By Russell Withers, General Counsel & Senior Policy Analyst. Feb. 25, 2020
The Texas Conservative Coalition Research Institute has long held the position that the proliferation of special purpose districts poses a serious threat of excessive and overlapping levels government. This is particularly true with respect to taxation. While arguments can be made for the taxing power of cities, counties, school districts, special purpose districts often overlap where local governments and taxing entities already exist. Indeed, it is worth recognizing that Texas now has more than 2,200 special purpose districts levying property taxes or sales taxes, compared to 1,158 such district in 1992. The increase of roughly 90% has far outpaced Texas’s immense population growth.
But taxation is not the only concern when special purpose districts are involved. These governments have immense power that can be abused or exercised in a way that may not be in the best interests of the people the district serves. Take, for example, the ongoing controversy involving the North Texas Municipal Water District (the “District”), which supplies water to 13 north Texas cities.
The District is currently involved in a case pending before the Public Utility Commission and is the subject of recent findings by the the State Office of Administrative Hearings (SOAH) that highlight a laundry list of abuses. The SOAH court found in March 2019 that the District “abuses its monopoly power by using its disparate bargaining power over” its member cities on several grounds, including the fact that the member cities “had no practical alternative for water service at the time the contract was executed” back in 1988. Now they’re stuck in a contract that gives the District “the unilateral right to adjust . . . rates, which have risen dramatically in the last decade and are likely to continue increasing.”
To make matters worse, the SOAH court found that the contract “is essentially interminable” and can be made to last in perpetuity through periodic new bond issuances by the District. The contract “cannot be amended without the unanimous written consent of all parties,” which means the District has veto power over all proposed amendments.”
The violations and egregious activity found by SOAH are too numerous to list here in totality, but it bears mentioning that the District’s policies have been decidedly anti-water conservation for several of its member cities. The District’s contract with these cities is based on the historical maximum usage in any previous year, which means it does not take into account any of the modern-day water conservation practices that have become common. As a result, the cities of Richardson, Mesquite, Plano, and Garland have been forced to buy billions of gallons of water that they never received or needed to use, and it collectively cost them an estimated $230 million. These costs, of course, are passed on to water customers in those cities.
The District is but one example, but it is an eye-opening one.

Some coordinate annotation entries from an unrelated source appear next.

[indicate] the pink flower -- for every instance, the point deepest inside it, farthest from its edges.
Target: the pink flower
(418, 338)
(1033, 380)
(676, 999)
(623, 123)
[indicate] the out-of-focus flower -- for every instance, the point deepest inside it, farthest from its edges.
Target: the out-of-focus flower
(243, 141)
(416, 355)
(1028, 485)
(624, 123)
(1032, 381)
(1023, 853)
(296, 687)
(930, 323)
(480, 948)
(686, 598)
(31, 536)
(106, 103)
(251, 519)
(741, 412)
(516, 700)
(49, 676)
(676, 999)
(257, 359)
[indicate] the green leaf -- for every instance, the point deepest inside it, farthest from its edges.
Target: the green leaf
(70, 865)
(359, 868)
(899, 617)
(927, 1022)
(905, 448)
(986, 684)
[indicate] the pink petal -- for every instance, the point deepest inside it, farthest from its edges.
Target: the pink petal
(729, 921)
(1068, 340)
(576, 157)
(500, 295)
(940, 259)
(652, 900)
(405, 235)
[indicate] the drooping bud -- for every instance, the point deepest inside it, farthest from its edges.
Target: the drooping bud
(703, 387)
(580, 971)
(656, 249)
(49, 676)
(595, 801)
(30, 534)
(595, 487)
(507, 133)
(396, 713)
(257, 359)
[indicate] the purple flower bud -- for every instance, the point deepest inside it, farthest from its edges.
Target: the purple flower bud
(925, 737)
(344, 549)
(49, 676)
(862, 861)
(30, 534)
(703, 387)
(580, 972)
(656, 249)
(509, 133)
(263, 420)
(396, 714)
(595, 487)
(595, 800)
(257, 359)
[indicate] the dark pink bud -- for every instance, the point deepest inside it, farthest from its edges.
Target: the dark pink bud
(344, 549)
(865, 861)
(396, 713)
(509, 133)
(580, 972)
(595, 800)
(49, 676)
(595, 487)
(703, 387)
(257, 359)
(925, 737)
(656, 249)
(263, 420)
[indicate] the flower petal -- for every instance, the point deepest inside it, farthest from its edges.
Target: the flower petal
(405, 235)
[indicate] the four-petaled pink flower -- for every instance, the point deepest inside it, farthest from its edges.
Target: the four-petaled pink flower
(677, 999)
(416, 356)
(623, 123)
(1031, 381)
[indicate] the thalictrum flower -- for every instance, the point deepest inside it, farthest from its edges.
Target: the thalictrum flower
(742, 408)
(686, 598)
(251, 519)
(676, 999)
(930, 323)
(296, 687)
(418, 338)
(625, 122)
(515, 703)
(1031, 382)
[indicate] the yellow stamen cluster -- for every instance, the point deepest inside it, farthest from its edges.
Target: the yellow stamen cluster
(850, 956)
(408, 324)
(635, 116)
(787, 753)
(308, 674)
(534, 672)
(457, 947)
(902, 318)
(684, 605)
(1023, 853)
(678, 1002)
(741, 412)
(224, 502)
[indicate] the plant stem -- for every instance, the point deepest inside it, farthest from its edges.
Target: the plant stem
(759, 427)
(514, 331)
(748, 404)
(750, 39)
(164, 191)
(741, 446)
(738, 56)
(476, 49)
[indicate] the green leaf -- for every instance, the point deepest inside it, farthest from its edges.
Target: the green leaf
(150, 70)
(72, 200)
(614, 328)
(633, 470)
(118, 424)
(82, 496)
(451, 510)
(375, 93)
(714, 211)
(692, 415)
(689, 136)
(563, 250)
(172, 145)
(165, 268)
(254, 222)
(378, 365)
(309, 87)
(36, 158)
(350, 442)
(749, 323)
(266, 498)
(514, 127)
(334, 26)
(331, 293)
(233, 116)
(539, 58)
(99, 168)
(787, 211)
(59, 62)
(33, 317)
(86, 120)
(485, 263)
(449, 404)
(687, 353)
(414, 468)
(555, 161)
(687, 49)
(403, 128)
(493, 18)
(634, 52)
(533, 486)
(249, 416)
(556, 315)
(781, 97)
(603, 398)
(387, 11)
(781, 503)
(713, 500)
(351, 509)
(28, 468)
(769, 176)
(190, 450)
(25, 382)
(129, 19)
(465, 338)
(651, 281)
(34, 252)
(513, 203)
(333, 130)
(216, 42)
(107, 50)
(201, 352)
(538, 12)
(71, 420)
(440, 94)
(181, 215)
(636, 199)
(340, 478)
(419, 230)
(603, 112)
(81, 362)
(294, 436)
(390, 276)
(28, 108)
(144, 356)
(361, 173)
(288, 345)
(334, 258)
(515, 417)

The proceeding is now back before the PUC and awaiting a decision on the path forward. The Petitioner cities have asked PUC to take a closer look at the District’s rates in a rate hearing, which sounds like a pretty good start at least with respect to this one particular district.
While special purpose districts typically provide valuable services, they are so numerous that their activities can escape scrutiny. That’s why TCCRI has made several recommendations over the years to shed more light on them and to make them more difficult to create in the first place. For example, TCCRI has recommended in the past that the creation of such districts require a two-thirds majority in the legislature approval in a local election where a certain threshold of voters who will be served by the district participate and vote. And in terms of additional scrutiny, it seems appropriate for the PUC to step in where, for example, SOAH has issued a ruling detailing behavior that, at best, does not appropriately serve a particular district’s constituencies.